Sin excesiva audacia, aventuro una hipótesis. Lo vimos “la ciudad de los negros” No es una expresión que salió de la boca de Bally Bagayoko. Es un miedo que surge del cerebro de quienes han dado crédito a esta controversia, más allá de los estancamientos.

Esta inquietud no está relacionada con el único hecho de que Bally Bagayoko sea negro. Tampoco está relacionado con el único hecho de que la población proviene en gran medida de nuestras antiguas colonias. Tampoco está vinculado al solo hecho de que Bally Bagayoko denuncia voluntariamente la discriminación y la violencia policial, estas experiencias cotidianas en la vida de millones de personas pero, en espacios institucionales o burgueses, realidades que negaremos voluntariamente o que pretenderemos abordar en unas cuantas avalanchas ocasionales de palabras indignadas destinadas a enmascarar la inacción.

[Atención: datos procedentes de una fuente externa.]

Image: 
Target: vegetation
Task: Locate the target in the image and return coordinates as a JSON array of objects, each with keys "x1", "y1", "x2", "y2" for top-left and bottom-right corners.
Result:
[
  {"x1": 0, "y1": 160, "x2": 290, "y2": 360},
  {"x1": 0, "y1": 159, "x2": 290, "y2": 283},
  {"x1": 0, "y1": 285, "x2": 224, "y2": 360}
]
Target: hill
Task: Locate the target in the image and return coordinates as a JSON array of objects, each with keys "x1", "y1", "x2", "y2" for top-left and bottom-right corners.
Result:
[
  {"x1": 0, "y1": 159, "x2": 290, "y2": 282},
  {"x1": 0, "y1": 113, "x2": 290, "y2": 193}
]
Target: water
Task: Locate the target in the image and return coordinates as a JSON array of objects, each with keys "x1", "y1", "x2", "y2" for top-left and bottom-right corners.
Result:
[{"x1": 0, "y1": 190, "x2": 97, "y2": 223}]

La obsesión aquí está ligada a la convergencia de estas tres realidades, reunidas en una sola escena. Aunque sea inconscientemente, Bally Bagayoko es oscuro a los ojos de quienes lo miran y están dispuestos a atribuirle las palabras que confirmarán su miedo. No es necesario que las palabras sean precisas. En verdad, ni siquiera es necesario que se haya emitido un solo sonido.

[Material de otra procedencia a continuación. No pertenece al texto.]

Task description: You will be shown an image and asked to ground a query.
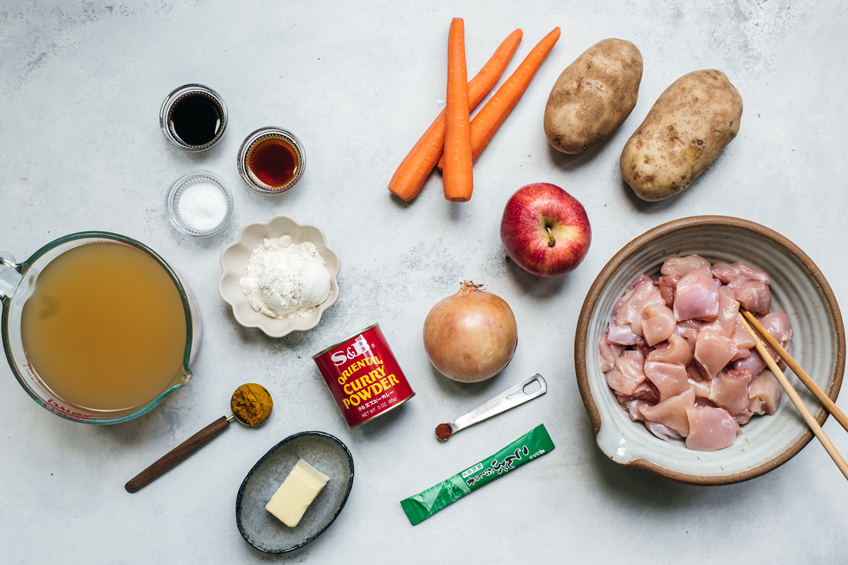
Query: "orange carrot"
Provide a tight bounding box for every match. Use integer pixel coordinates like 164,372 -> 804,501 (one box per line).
439,28 -> 560,169
389,29 -> 522,201
442,18 -> 474,202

Porque Bally Bagayoko no parece ser “un negro cualquiera”, cuya elección confirmaría que no tenemos ningún problema con los negros en nuestro país. Es el hombre negro que ha conocido a una masa de otros negros (y árabes asociados con ellos aquí) que parecen expresar expectativas que probablemente perturbarán el orden social al cuestionar el racismo y las desigualdades sociales y territoriales que lo impregnan. Finalmente, es el negro que no se posiciona como guardián de poblaciones inquietas y a quien los viejos temores coloniales imaginan como masas cuyos ataques odiosos y devastadores deben temerse. Bally Bagayoko, por el contrario, parece estar en sintonía con las demandas que expresan estas poblaciones.

Silencioso sobre su condición, aislado y privado de poder, un negro sólo suscita un miedo marginal, que no excluye el desprecio. Pero cuando presenta varios de estos tres atributos, se le mira con cierto terror. Por supuesto, ya lo hemos resumido, Bally Bagayoko es muchas cosas en su vida: político, de origen maliense, dionisiano, ex deportista, padre de familia, marido, ejecutivo de una empresa pública. Si tuviera que definirse, sin duda añadiría muchas otras cualidades a esta lista. Pero aquí se le hace referencia a un rasgo, el de ser negro y de manera suficientemente preocupante –pues tiene poder, habla y no es un ser solo– como para que la preocupación encuentre motivo de expresión.

La experiencia de reducción y asignación es una experiencia común de mujeres y hombres afectados por el racismo. Ella no es una persona torpe. Es una estrategia cuyos objetivos –el llamado al orden para que la condición de subordinado sea aceptado por dicho subordinado– están sepultados bajo montones de palabras hipócritas, moralidad adulterada y negación repugnante. Esta experiencia es agotadora pero al final constantemente condenados al fracaso porque las mujeres y los hombres siempre encuentran la energía para volver a levantarse.

Esta verdad me hace pensar en estos pocos versos escritos por Aimé Césaire en “Cahiers d’un retour au pays natal”:

Y la chica negra está de pie.
El negro sentado
De pie inesperadamente »

La elección de Bally Bagayoko, sin duda la más emblemática de estas elecciones municipales pero lejos de ser la única, es un símbolo: el de las personas que, “inesperadamente”, permanecer erguidos, en una posición en la que normalmente nos negamos a verlos y, menos aún, a considerarlos.

Esta noticia suena a alegría para algunos y a miedo para otros. ¿Qué te dicen tus oídos?

Este artículo es una columna, escrita por un autor ajeno al periódico y cuyo punto de vista no compromete a la redacción.